Tom Vilsack was confirmed by the Senate as agriculture secretary, 92-7. The former 2-term Iowa governor is no stranger to the United States Department of Agriculture (USDA), having served as its leader for 8 years in the Obama administration.

“We have a lot of work ahead of us to contain the pandemic, transform America’s food system, create fairer markets for producers, ensure equity and root out systemic barriers, develop new income opportunities with climate smart practices, increase access to healthy and nutritious food, and make historic investments in infrastructure and clean energy in rural America,” according to a statement attributed to Vilsack after the vote.

While these priorities are on the front burner, Vilsack has demonstrated that soring is an issue of importance to him. Soring is the intentional infliction of pain to horses’ feet to achieve a high-stepping gait among show horses such as Tennessee Walking Horses.

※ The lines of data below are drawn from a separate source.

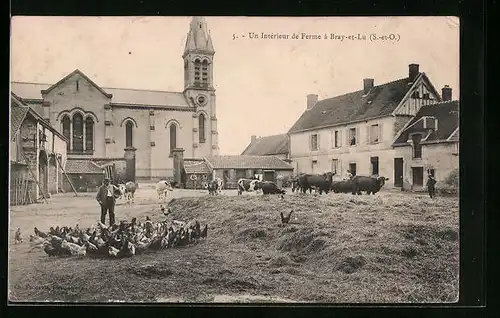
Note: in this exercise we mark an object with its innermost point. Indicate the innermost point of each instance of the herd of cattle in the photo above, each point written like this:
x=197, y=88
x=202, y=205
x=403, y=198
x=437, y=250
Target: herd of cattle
x=321, y=183
x=303, y=182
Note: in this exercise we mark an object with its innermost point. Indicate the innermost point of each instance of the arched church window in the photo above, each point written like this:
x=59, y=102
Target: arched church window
x=66, y=123
x=204, y=69
x=78, y=132
x=201, y=130
x=173, y=137
x=128, y=134
x=197, y=66
x=89, y=134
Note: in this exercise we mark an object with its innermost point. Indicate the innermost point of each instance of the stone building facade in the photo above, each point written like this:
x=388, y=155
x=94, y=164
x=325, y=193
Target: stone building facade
x=102, y=122
x=356, y=131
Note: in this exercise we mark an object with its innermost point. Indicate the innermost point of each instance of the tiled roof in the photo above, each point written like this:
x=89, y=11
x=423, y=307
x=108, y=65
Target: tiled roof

Vilsack’s USDA spearheaded a bid to amend the Horse Protection Act (HPA) of 1970, which prohibits sored horses from shows, exhibitions, sales and auctions. Although the federal law was enacted to end soring, loopholes have allowed it to continue. Congress has introduced dozens of bills in an attempt to close the loopholes, but none have gained traction. 

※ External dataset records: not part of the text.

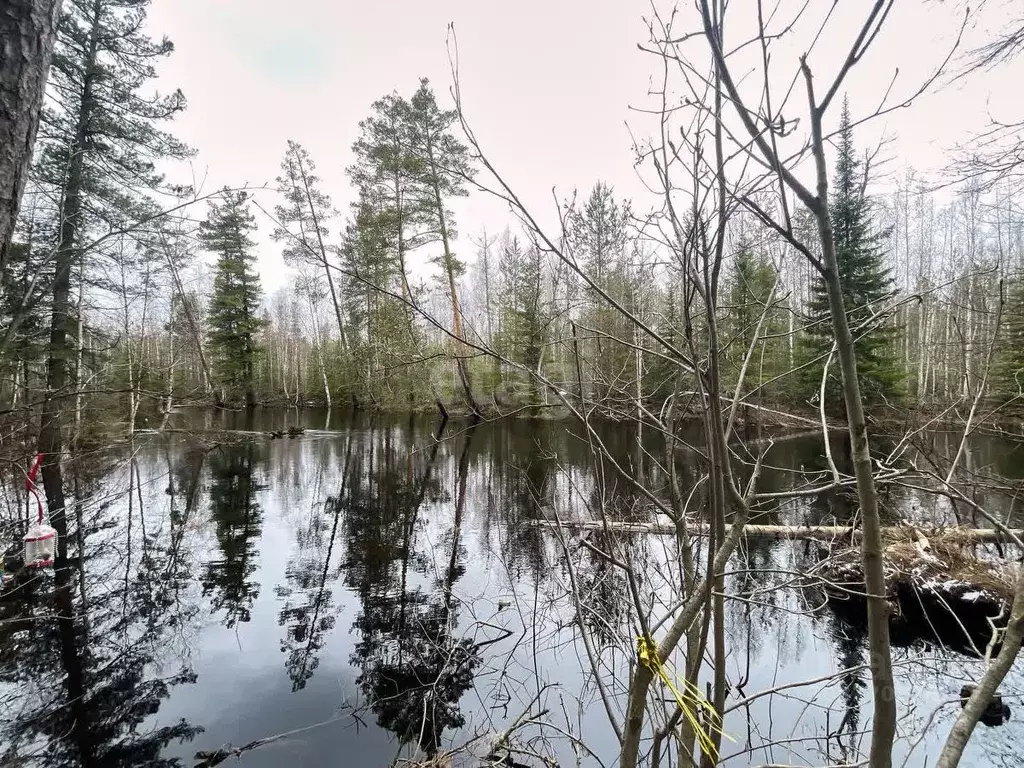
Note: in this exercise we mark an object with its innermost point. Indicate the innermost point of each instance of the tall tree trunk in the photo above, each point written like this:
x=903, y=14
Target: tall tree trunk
x=457, y=329
x=50, y=437
x=884, y=726
x=28, y=32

The U.S. Sen. Joseph D. Tydings Memorial PAST Act of 2019 (H.R. 693) is the only piece of legislation that has been passed by a legislative branch. While the House approved it in a 333-96 vote in July 2019, the Senate’s companion bill (S. 1007) stalled in committee. Both bills sunset at the conclusion of the 116th Congress on Dec. 31, 2020.

The lack of congressional action spurred the USDA to propose changes to the HPA in a bid to end soring in July 2016. The USDA finalized changes to the HPA in January 2017 that largely mirrored an earlier version of the PAST Act (H.R. 3268). However, the Obama administration did not publish the rule in the Federal Register before leaving the White House. The Trump administration withdrew all unpublished rules, sending them back to the relevant agencies for review.

Members of both houses of Congress likely will reintroduce the PAST Act, much as they’ve done over the previous decade. However, the Humane Society of the United States (HSUS) has called on the Biden administration to resurrect the rule that slipped through the cracks at the conclusion of the Obama administration.

“President Biden could make it happen with a simple pen stroke,” writes Sara Amundson, president of the Humane Society Legislative Fund. “He was part of the administration that championed the rule, and as president, he can easily resurrect it for implementation.”